- Original Finnish film poster
- Directed by: Raimo O Niemi
- Written by: Heikki Vuento
- Produced by: Leila Lyytikäinen, Risto Salomaa, Claes Olsson, Mike Downey, Sam Taylor, Börje Hansson
- Release date: 2006;
- Running time: 90 minutes
- Countries: Finland; Sweden; UK;
- Language: Finnish
- Budget: €1.9 million
- Box office: €712,921

= Mystery of the Wolf =

Mystery of the Wolf (Suden arvoitus) is a 2006 Finnish drama directed by Raimo O Niemi.

==Synopsis==
Mystery of the Wolf tells the story of Salla, a girl who has been abandoned by her mother and falls under the protection of a pack of wolves.

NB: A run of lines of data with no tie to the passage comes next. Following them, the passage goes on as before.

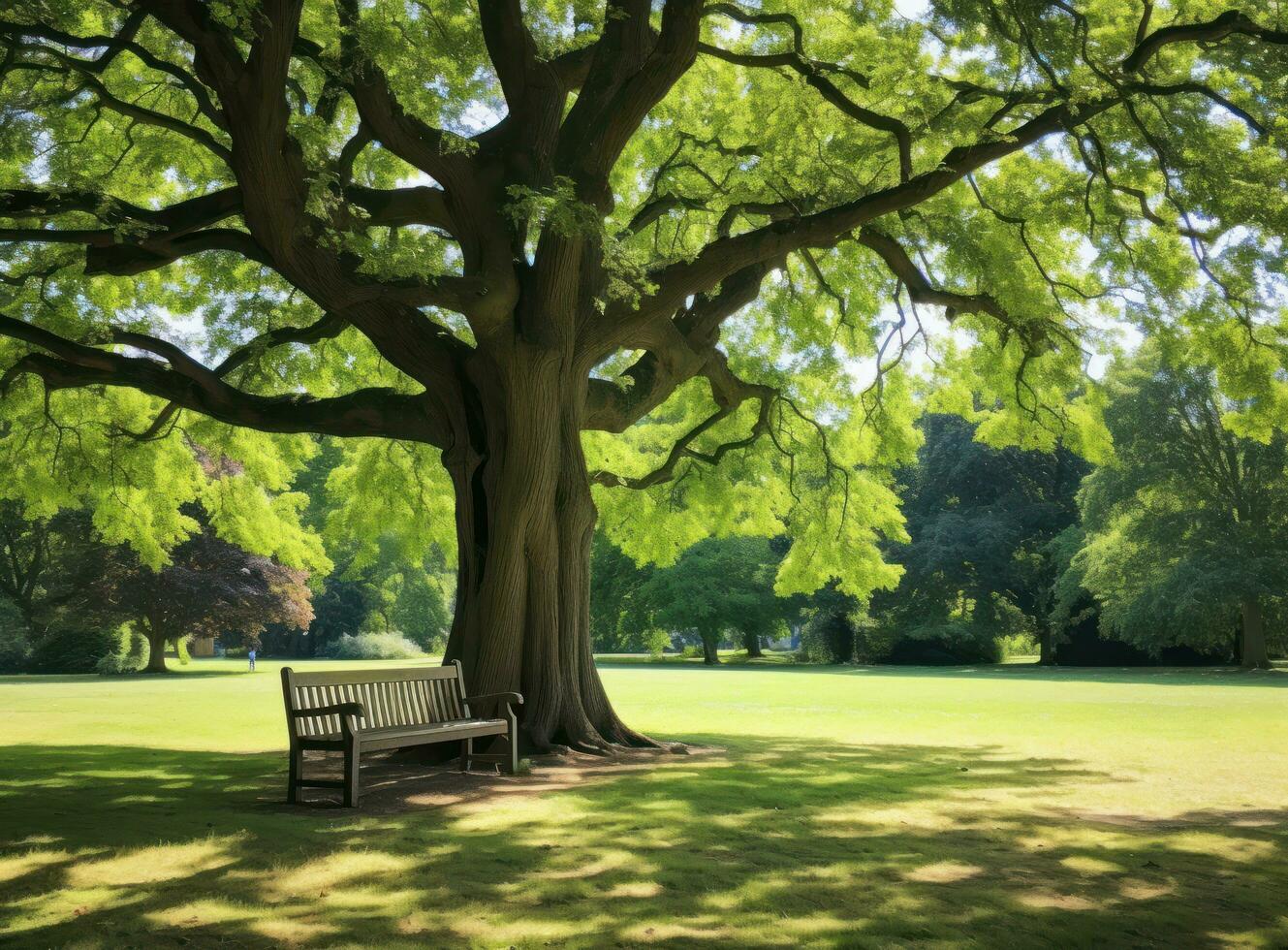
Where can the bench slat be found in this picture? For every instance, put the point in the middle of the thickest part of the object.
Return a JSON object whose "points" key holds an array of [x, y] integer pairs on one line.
{"points": [[330, 677], [400, 707]]}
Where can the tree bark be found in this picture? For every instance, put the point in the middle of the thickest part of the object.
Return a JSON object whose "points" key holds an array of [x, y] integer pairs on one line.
{"points": [[524, 521], [1253, 645]]}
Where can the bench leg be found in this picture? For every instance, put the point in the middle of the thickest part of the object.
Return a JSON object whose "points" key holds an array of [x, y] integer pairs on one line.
{"points": [[351, 775], [293, 775]]}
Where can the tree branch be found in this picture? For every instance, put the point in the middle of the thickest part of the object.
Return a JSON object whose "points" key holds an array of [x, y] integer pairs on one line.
{"points": [[188, 384]]}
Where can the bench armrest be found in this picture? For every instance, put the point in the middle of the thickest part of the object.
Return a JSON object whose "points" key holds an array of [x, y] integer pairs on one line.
{"points": [[337, 710], [514, 699]]}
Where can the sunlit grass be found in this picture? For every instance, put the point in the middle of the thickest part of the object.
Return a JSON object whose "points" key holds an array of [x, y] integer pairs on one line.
{"points": [[850, 806]]}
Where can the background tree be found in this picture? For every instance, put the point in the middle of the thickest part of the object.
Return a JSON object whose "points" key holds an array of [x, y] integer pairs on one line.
{"points": [[979, 522], [560, 237], [208, 588], [619, 620], [720, 586], [1188, 528]]}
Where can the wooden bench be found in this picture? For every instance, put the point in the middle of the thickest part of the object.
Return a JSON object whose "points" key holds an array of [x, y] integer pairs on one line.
{"points": [[364, 711]]}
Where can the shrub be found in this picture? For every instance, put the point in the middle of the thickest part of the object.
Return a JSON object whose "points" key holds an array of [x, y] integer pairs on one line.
{"points": [[656, 642], [374, 646], [71, 651], [15, 644], [129, 656]]}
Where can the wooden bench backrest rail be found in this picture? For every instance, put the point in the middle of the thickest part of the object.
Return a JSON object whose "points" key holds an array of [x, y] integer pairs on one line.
{"points": [[388, 698]]}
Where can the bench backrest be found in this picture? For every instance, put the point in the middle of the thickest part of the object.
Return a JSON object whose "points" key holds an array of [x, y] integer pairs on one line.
{"points": [[390, 696]]}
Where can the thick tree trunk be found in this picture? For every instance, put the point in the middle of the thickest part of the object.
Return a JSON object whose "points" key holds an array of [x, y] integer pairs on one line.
{"points": [[156, 652], [1253, 648], [1046, 648], [524, 520]]}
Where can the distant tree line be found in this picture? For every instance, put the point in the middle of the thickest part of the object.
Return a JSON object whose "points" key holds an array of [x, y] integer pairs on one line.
{"points": [[1174, 552]]}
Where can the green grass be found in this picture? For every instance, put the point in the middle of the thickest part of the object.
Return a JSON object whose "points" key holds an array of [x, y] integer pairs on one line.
{"points": [[864, 808]]}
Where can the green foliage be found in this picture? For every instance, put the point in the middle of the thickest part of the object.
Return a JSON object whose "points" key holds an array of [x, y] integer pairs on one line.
{"points": [[1190, 520], [978, 566], [374, 646], [1167, 215], [71, 649], [15, 640], [719, 586]]}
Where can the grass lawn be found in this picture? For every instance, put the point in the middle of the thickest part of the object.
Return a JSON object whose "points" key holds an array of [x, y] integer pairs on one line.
{"points": [[997, 808]]}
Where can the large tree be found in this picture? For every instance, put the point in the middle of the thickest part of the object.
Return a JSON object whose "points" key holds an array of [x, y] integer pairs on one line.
{"points": [[719, 588], [208, 588], [498, 234], [1188, 527], [979, 520]]}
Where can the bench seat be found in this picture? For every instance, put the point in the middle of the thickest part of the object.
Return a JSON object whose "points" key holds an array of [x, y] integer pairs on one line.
{"points": [[356, 711]]}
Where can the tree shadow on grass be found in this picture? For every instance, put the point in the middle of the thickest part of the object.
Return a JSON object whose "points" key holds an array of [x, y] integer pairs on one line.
{"points": [[770, 844]]}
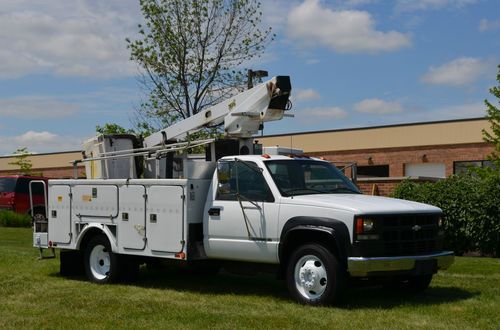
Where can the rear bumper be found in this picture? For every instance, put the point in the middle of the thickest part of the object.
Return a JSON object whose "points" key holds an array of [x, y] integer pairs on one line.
{"points": [[422, 264]]}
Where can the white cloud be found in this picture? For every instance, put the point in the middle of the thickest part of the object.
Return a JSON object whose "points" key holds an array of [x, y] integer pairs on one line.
{"points": [[378, 106], [345, 31], [416, 5], [35, 107], [489, 25], [68, 38], [462, 110], [459, 72], [312, 61], [306, 95], [37, 142], [324, 113]]}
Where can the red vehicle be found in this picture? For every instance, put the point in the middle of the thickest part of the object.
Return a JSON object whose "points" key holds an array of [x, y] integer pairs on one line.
{"points": [[14, 195]]}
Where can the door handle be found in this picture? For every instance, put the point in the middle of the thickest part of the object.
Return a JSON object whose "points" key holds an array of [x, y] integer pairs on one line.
{"points": [[214, 211]]}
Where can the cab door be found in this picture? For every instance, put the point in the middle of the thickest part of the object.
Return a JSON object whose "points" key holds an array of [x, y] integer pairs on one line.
{"points": [[241, 215]]}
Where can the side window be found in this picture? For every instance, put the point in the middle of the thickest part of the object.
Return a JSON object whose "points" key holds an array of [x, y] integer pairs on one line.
{"points": [[244, 178], [22, 186], [37, 188]]}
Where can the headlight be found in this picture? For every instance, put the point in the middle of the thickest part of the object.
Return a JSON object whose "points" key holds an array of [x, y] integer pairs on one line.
{"points": [[364, 225]]}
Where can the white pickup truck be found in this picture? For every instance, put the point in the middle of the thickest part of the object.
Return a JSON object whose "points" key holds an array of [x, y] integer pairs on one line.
{"points": [[297, 216]]}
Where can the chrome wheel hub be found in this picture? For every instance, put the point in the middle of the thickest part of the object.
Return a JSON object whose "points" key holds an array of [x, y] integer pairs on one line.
{"points": [[310, 277], [100, 262]]}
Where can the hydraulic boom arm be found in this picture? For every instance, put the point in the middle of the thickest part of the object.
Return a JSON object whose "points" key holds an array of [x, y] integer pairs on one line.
{"points": [[242, 114]]}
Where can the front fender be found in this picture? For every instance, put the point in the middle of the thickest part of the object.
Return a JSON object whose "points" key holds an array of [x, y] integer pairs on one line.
{"points": [[102, 229], [335, 229]]}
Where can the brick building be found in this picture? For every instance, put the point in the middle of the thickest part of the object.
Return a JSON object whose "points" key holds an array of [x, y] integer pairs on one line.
{"points": [[52, 165], [384, 155]]}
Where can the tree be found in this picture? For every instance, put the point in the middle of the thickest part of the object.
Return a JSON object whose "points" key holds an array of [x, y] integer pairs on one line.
{"points": [[21, 155], [191, 53], [494, 119]]}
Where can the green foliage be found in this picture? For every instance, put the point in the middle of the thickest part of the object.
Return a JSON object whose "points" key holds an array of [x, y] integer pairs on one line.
{"points": [[471, 204], [494, 119], [12, 219], [21, 155], [191, 52], [110, 128]]}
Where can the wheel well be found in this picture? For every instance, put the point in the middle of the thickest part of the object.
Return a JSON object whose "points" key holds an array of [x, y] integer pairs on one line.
{"points": [[37, 208], [299, 237], [91, 233]]}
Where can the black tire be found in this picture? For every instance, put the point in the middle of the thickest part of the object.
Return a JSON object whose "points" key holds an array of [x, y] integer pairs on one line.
{"points": [[314, 275], [71, 263], [101, 264], [128, 268]]}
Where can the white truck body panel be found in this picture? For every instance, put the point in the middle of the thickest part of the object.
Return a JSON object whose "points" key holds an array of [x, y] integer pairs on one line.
{"points": [[140, 217]]}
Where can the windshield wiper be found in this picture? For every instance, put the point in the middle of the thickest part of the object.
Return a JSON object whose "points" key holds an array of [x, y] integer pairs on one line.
{"points": [[343, 189]]}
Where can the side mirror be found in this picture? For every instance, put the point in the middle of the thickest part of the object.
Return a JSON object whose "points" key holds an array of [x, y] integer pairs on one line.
{"points": [[223, 177], [223, 172]]}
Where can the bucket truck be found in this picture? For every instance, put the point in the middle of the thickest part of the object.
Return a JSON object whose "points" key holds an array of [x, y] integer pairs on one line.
{"points": [[238, 206]]}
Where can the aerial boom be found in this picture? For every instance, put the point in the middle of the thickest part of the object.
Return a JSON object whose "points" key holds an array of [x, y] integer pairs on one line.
{"points": [[242, 114]]}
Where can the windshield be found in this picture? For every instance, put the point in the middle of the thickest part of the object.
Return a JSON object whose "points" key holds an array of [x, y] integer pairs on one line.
{"points": [[304, 177], [7, 184]]}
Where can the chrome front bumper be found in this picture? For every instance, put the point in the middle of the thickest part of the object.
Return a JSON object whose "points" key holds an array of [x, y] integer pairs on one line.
{"points": [[359, 266]]}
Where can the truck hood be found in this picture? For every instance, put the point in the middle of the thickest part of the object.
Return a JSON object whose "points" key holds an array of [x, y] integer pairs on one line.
{"points": [[361, 204]]}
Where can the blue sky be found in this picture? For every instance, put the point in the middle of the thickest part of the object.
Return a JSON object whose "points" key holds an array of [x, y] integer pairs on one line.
{"points": [[64, 64]]}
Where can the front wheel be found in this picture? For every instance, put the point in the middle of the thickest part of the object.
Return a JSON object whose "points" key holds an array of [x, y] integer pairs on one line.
{"points": [[314, 276], [101, 264]]}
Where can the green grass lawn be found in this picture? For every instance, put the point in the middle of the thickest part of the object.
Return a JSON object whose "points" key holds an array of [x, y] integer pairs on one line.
{"points": [[34, 295]]}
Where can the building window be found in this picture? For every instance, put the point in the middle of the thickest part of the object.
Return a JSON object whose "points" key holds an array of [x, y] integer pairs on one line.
{"points": [[373, 171], [462, 166], [430, 170]]}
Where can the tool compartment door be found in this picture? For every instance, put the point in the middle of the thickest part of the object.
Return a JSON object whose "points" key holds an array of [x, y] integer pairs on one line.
{"points": [[132, 217], [59, 214], [164, 218]]}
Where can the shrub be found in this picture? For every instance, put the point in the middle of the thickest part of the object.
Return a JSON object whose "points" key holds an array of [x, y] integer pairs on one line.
{"points": [[12, 219], [471, 204]]}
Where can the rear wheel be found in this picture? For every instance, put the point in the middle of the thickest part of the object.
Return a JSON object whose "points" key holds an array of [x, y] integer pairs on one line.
{"points": [[101, 264], [314, 276]]}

After being found and returned to society, Salla still feels a strong connection to wild animals, and as she grows has to decide between her loyalties to her family and to the animals that once protected her.

==Awards==
- First Light Young Jurors Award, London Children's Film Festival.
- Golden Cairo for Best Film, Cairo International Film Festival.
- 49. Nordische Filmtage Lübeck, Germany Prize of the Children's Jury
- Moscow Film Festival for Children and Young People, Russia Moscow Teddy Bear.
- 7th Riga International Children's Film Festival “Berimor's Cinema”, Latvia, Audience Award.